The summer is over, and it's time to go back to school and continue our exploration of the NLTK book. We're finally getting at the last part of the second chapter - conditional frequency distributions.
What is a conditional frequency distribution? From a statistical point of view, it is a function of 2 arguments - a condition and a concrete outcome - producing an integer result that is a frequency of the outcome's occurrence under the condition. The simplest variant of such function is a table.
In object-oriented programming there's a tendency to put everything
in a program in objects, including functions,
and NLTK authors took the same route by creating a ConditionalFreqDist
class.
Yet, in my view, it is quite dubious and I have a hard time
with such objects. What we really need here is just a protocol
to work with tables. At the same time there's a classic separation of concerns
issue here, as this protocol shouldn't mandate the internal representation
or a way to generate different values in the distribution.
This is where object come to the rescue in OOP: they allow you to
change the value storage/generation policy via subclassing.
But, as Joe Armstrong has wittily pointed,
"you wanted to have a banana, but got a gorilla holding a banana"...
So, let's get to the protocol part for which a proper concept in OOP languages will be an interface. Its main operations are: creating a distribution and examining it (tabulating, plotting, etc.)
Creating a distribution
Let's create a CFD from the Brown corpus. Remember that its topics are the following (and they'll become the conditions of our CFD):
NLTK> (keys (corpus-groups +brown-corpus+))
(:PRESS-REPORTAGE :PRESS-EDITORIAL :PRESS-REVIEWS :RELIGION
:SKILL-AND-HOBBIES :POPULAR-LORE :BELLES-LETTRES
:MISCELLANEOUS-GOVERNMENT-HOUSE-ORGANS :LEARNED :FICTION-GENERAL
:FICTION-MYSTERY :FICTION-SCIENCE :FICTION-ADVENTURE :FICTION-ROMANCE
:HUMOR)
Let's create the simplest distribution:
NLTK> (make-cfd (maptable (lambda (topic texts)
(declare (ignore topic))
(mapcar #'token-word
(flatten (mapcar #'text-tokens texts))))
(corpus-groups +brown-corpus+)))
#<HASH-TABLE :TEST EQL :COUNT 15 {101AA320A3}>
NLTK> (defvar *cfd* *)
We'll use a very concrete hash-table representation for the distribution, and we can go a very long way with it. Although, later we'll see how to deal with other representations.
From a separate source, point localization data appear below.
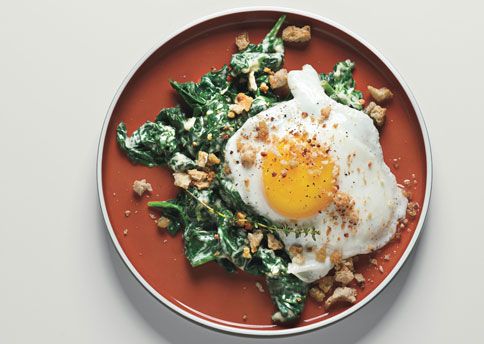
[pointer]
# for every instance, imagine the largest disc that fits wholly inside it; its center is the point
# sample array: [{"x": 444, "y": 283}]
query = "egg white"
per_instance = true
[{"x": 365, "y": 177}]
There's a new utility here, maptable
, that is an equivalent of mapcar
in its simple form, when it works with a single list,
but operating on hash-table instead.
(And, being a generic function, it can also operate on any other
table-like structures).
Each frequency distribution in a CFD is an instance of ngrams
class
that we've worked with in the previous chapter:
NLTK> (~ *cfd* :fiction-romance)
#<TABLE-NGRAMS order:1 count:8451 outcomes:70022 {101C030083}>
Another new utility here, ~
, is an alias to
the generic element access operator generic-elt
that is meant to provide uniform access to elements of different
linguistic structures that are defined throughout CL-NLP
.
It's the analogue of []
access operator in Python and other C-like
languages, with the upside that it's not special — just a function.
And it also supports chaining using the generic-function :around
method-combination:
(defgeneric generic-elt (obj key &rest keys)
(:documentation
"Generic element access in OBJ by KEY.
Supports chaining with KEYS.")
(:method :around (obj key &rest keys)
(reduce #'generic-elt keys :initial-value (call-next-method obj key))))
As you can see, a lot of utilities, including very generic ones,
are defined along the way of our exploration. Most of them or similar ones
come built into Python. This can be seen as a failure of Lisp standard
at the first sight. Yet it may as well be considered a win, because it's
so easy to add these things on top of the existing core
with generic functions and macros, and there's no issue of
"second-class citizenship". In Python the []
operator comes pre-built:
you can redefine it with special hooks but only in one way, you can't
have different []
implementations for one class.
The other benefit of Lisp's approach is more control:
you can go with the fast functions that work directly with the concrete
data-structures, like mapcar
for lists or gethash
for hash-table.
Or you can use a generic operator and pay the price of generic dispatch:
standard map
for abstract sequences or user-defined ~
etc,
when you need future extensibility.
So, we can also use generic-elt
to access individual frequency in the CFD:
NLTK> (~ *cfd* :fiction-romance "could")
193
For the first key it will be mapped to hash-table accessor (gethash
)
and for the second to the method freq
of the ngrams
object.
Examining the distribution
Now, we can move to the more interesting part: analysing the distribution.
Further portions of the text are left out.